Introduction: Univentricle comprises about 1% of all congenital heart defects and is said to be the most severe form. In the past, patients with single ventricle seldom reach adulthood. However, due to empowerment in knowledge, pediatric care and technology, more patients are being seen in the adult clinics. We report a rare case of single ventricle with common atrium, common atrioventricular valve, pulmonic stenosis, and malposed great arteries.
Clinical Presentation: J.J. is a 28-year-old female who was born term with poor cry. At 3 years old, she developed left hemiplegia after presenting with measles and convulsions. With 5 months of therapy, she was able to ambulate independently but with spastic paralysis of the left arm. In school, she can cope up with the requirements except for subjects necessitating increased physical activity. Presently, she usually complains of dyspnea after climbing 1 flight of stairs and walking 3 blocks on level ground. Cyanosis is noted whenever she cries or laughs for >1 minute or when she's tachypneic.

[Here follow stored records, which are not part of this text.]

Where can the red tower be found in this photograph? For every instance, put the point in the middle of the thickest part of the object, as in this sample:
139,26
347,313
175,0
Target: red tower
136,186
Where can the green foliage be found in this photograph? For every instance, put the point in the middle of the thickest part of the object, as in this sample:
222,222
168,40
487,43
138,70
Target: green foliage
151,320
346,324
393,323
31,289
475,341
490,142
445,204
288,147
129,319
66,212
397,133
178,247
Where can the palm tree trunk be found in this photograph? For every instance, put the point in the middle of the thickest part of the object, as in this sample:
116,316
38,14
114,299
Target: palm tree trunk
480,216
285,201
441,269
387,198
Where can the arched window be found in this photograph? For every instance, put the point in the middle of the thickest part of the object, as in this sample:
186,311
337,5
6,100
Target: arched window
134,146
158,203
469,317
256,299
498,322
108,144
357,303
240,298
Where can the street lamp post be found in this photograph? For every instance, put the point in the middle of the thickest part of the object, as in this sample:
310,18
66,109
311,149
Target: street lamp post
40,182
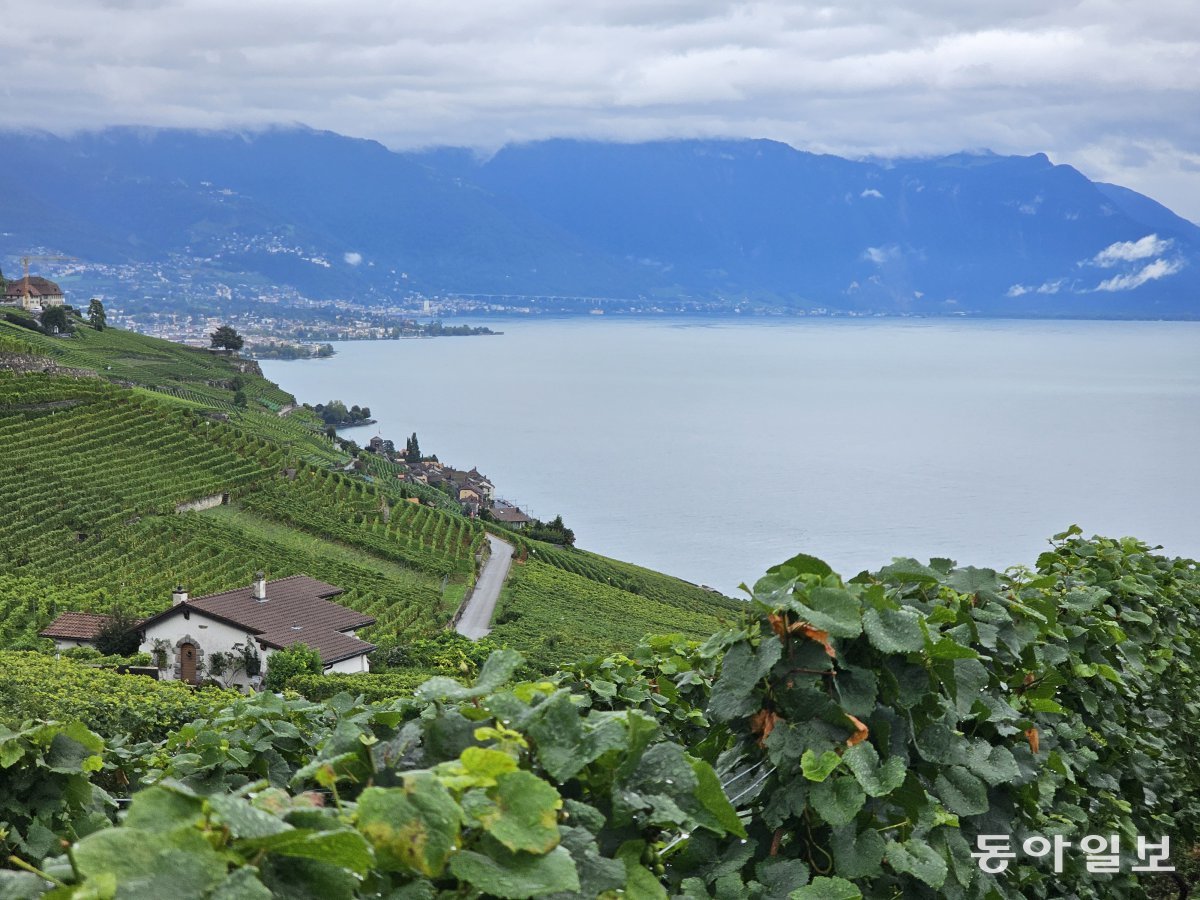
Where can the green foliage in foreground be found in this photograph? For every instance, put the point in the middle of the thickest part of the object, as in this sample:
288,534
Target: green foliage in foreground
843,739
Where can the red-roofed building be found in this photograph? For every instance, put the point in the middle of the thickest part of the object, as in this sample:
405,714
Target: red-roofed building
39,291
267,616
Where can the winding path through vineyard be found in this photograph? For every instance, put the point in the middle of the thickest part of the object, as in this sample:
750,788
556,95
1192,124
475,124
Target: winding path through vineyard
477,619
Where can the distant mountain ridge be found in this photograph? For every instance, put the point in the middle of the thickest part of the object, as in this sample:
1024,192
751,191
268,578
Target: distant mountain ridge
745,222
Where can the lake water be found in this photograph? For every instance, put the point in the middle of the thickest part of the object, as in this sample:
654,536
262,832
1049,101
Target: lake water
712,450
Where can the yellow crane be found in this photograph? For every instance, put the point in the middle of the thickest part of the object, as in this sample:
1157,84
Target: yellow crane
25,261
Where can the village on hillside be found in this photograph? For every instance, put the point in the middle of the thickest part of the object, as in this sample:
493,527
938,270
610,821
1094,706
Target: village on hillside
474,491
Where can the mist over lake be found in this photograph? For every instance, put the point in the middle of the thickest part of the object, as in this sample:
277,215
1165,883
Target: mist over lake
713,449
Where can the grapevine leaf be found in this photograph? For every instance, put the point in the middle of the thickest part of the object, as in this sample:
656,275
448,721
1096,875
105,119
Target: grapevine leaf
803,564
963,793
833,610
343,849
838,801
149,865
741,672
781,876
241,885
243,820
819,768
857,855
75,749
712,797
515,876
917,858
825,888
894,630
411,827
497,670
875,778
910,570
565,744
640,882
994,765
521,811
162,808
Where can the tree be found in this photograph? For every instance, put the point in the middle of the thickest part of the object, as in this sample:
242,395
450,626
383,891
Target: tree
96,316
412,449
297,659
227,337
54,319
119,635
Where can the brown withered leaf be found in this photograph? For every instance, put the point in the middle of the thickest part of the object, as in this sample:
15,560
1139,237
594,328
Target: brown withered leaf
815,634
778,624
861,731
1031,735
762,724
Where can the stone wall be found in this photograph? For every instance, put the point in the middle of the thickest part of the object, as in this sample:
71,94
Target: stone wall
27,364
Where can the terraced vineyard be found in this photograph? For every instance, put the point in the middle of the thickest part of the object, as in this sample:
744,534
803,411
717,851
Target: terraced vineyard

On consult, she is comfortable and ambulatory. Vital signs were as follows; BP 150/110 mmHg, HR 73 bpm, RR 20 cpm, T 370C. She has reddish palpebral conjunctiva, cyanotic lips, JVP of 8 cmH2O, and with vesicular breath sounds. The precordium is adynamic with apex beat at the 5th ICS L MCL, no heaves, no thrills, soft & single S1, single S2, no S3, no S4, normal rate, regular rhythm, 3/6 systolic ejection murmur at the 2nd ICS left parasternal border . Abdomen is flat and soft with palpable liver edge. There is nail clubbing with cyanotic nail beds. Pertinent neurologic examination includes a spastic left upper extremity.

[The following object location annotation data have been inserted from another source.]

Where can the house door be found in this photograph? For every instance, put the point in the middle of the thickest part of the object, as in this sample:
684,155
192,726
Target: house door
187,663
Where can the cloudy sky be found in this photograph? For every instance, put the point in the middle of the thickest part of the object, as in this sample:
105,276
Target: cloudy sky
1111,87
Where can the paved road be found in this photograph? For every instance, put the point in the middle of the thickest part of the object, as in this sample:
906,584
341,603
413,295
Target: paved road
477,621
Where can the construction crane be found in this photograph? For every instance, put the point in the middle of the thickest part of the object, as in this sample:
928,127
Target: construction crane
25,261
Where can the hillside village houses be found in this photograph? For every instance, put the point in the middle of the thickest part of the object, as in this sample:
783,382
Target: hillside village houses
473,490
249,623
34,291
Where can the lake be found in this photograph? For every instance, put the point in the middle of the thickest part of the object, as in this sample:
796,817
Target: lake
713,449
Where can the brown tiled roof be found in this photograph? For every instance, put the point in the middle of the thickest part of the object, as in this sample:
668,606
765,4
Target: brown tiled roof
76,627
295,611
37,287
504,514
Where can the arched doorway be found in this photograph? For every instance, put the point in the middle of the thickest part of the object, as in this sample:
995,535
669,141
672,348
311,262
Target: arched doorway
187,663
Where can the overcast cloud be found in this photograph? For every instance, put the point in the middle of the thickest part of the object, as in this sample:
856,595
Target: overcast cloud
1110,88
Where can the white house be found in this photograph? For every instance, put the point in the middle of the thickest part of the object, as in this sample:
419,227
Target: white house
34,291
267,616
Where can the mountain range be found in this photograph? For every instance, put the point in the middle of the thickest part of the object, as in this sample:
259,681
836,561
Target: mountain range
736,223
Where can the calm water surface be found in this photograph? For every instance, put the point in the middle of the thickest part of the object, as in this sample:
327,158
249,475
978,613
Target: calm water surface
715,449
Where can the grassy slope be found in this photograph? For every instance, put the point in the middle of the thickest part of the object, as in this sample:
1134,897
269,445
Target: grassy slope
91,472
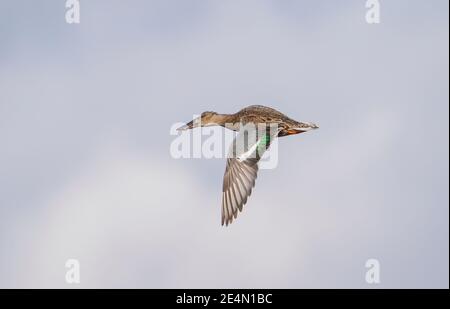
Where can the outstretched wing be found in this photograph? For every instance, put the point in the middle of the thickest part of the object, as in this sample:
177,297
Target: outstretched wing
241,170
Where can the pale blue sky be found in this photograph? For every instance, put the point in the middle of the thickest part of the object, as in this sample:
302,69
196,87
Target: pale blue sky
85,169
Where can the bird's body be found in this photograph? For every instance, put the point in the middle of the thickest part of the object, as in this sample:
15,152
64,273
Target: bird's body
262,124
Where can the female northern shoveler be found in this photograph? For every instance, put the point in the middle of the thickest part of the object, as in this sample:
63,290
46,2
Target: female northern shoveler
242,165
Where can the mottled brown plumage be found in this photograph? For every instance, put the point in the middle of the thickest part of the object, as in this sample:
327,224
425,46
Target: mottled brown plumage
242,167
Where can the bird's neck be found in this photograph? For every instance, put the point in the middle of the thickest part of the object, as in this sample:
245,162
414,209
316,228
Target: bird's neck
224,119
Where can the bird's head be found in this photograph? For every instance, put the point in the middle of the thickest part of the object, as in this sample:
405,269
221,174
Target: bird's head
206,119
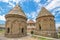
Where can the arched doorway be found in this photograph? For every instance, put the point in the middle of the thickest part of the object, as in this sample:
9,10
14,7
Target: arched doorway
32,32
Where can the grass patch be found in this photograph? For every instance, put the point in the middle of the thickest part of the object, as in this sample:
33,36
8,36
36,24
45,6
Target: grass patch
40,38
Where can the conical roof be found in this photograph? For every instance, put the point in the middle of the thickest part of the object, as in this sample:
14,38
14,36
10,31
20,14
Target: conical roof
17,10
44,12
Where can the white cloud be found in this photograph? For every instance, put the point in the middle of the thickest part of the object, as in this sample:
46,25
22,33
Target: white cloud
2,17
57,25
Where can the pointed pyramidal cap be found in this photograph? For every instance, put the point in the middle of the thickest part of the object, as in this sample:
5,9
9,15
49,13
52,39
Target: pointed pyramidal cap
17,10
44,12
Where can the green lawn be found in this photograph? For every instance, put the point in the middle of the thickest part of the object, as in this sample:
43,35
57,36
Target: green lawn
1,31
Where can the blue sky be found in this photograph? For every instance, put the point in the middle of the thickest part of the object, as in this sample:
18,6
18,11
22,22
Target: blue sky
31,8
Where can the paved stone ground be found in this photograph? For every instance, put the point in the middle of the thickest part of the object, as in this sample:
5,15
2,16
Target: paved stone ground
22,38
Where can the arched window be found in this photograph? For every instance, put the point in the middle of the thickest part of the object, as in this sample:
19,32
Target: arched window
32,32
22,30
39,27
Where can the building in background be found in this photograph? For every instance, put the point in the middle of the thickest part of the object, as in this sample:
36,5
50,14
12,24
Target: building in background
31,27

Laboratory tests showed polycythemia and hypoxemia. There is cardiomegaly and decreased pulmonary vascularity on chest x-ray. 12L ECG also showed sinus rhythm, RAD, RAA, RVH, IRBBB with non-specific ST-T wave changes. TTE & TEE revealed situs solitus of both atria with a non-restrictive atrial septal defect, secundum type. The atria drain into a common atrio-ventricular valve. The single ventricle has LV morphology with mildly depressed systolic function. No rudimentary chamber was noted. Both the main pulmonary artery and the aorta originate from the single ventricle with the aorta located anterior and to the right of the MPA. All four pulmonary veins drain into the RA. The pulmonic valve is stenotic while the aortic valve is structurally normal.
The patient is on regular follow up at the out-patient clinic and she is currently maintained on warfarin, digoxin and enalapril.
Conclusion: Univentricular hearts with associated complex anomalies is rare and patients seldom survive to adulthood without any surgical intervention. Care for these patients for them to live a normal and longer life is the real challenge to the physician.